While pension funds were lucky to generate 4.6 per cent in annual returns, gold has averaged 10.4 per cent in U.S. dollars (USD) and 9.5 per cent in Canadian dollars (CAD) over the past 20 years. In 2019, it generated 18.8 per cent in USD and 12.9 per cent CAD. In 2020, the returns are even greater, with 23.6 per cent in USD and 27.1 per cent CAD. Gold outperformed both the Berkshire Hathaway and Ray Dalio’s All-Weather portfolio (See Chart 3).
Because gold is negatively correlated to financial assets, including gold in a portfolio would have improved returns while lowering portfolio volatility.
Since most pension funds and managed portfolios only hold a 60/40 allocation to stocks and bonds, the portfolio calculator developed by the World Gold Council 5 demonstrates the difference that a 10 per cent and 20 per cent allocation to gold would make in a portfolio (See Table 2).
However, there are few pension funds that have an allocation to gold. In September 2020, the Ohio Police and Fire Pension Fund announced it will allocate five per cent of its assets to gold. With $15.7 billion in assets under management, a five per cent allocation equates to over $750 million (See Chart 4).
Some pension funds have already defaulted on promises made to beneficiaries and class action lawsuits have begun. These will surely increase in time and portfolio managers will be held accountable.
There is about $33 trillion invested in pension funds6, so 10 per cent would equal $3.3 trillion of gold.
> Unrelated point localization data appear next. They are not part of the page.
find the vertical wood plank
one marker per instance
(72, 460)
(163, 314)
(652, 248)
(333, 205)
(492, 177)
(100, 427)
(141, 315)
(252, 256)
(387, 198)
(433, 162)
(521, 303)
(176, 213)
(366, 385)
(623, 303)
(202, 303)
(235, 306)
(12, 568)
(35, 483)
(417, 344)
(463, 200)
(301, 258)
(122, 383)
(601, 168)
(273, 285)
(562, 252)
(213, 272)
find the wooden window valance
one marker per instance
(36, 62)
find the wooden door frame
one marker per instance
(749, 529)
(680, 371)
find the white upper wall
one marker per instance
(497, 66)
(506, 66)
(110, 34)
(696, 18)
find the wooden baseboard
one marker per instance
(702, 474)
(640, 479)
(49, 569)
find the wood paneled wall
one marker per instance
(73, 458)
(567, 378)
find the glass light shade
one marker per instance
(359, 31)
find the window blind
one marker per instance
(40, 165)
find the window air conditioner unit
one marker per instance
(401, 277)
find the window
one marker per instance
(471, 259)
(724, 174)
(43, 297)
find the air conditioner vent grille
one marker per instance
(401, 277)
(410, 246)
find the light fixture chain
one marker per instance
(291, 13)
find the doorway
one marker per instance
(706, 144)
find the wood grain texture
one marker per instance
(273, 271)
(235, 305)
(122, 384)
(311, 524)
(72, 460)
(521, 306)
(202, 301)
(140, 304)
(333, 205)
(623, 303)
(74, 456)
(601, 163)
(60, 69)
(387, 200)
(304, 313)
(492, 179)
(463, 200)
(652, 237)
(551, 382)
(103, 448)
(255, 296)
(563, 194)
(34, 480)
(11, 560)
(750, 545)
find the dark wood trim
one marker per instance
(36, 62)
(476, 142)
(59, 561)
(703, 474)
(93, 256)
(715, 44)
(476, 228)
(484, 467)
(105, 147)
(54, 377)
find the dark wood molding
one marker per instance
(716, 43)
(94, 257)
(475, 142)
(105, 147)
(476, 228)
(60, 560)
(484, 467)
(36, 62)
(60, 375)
Considering that annual mine supply is about $200 billion, only a few early adopters will be able to obtain a proper gold allocation in the future. Gold production remains relatively flat at 3,500 tonnes, while demand has increased to 4,800 tonnes over the past few years.
To acquire even a five per cent allocation, many pension funds will need to acquire billions in gold. Any pension fund slow to start a progressive gold acquisition program will be left out or forced to pay much higher prices as more pension funds decide they must allocate to gold. While paper proxies may be available, they defeat the fundamental reason for owning gold, no counter-party risk.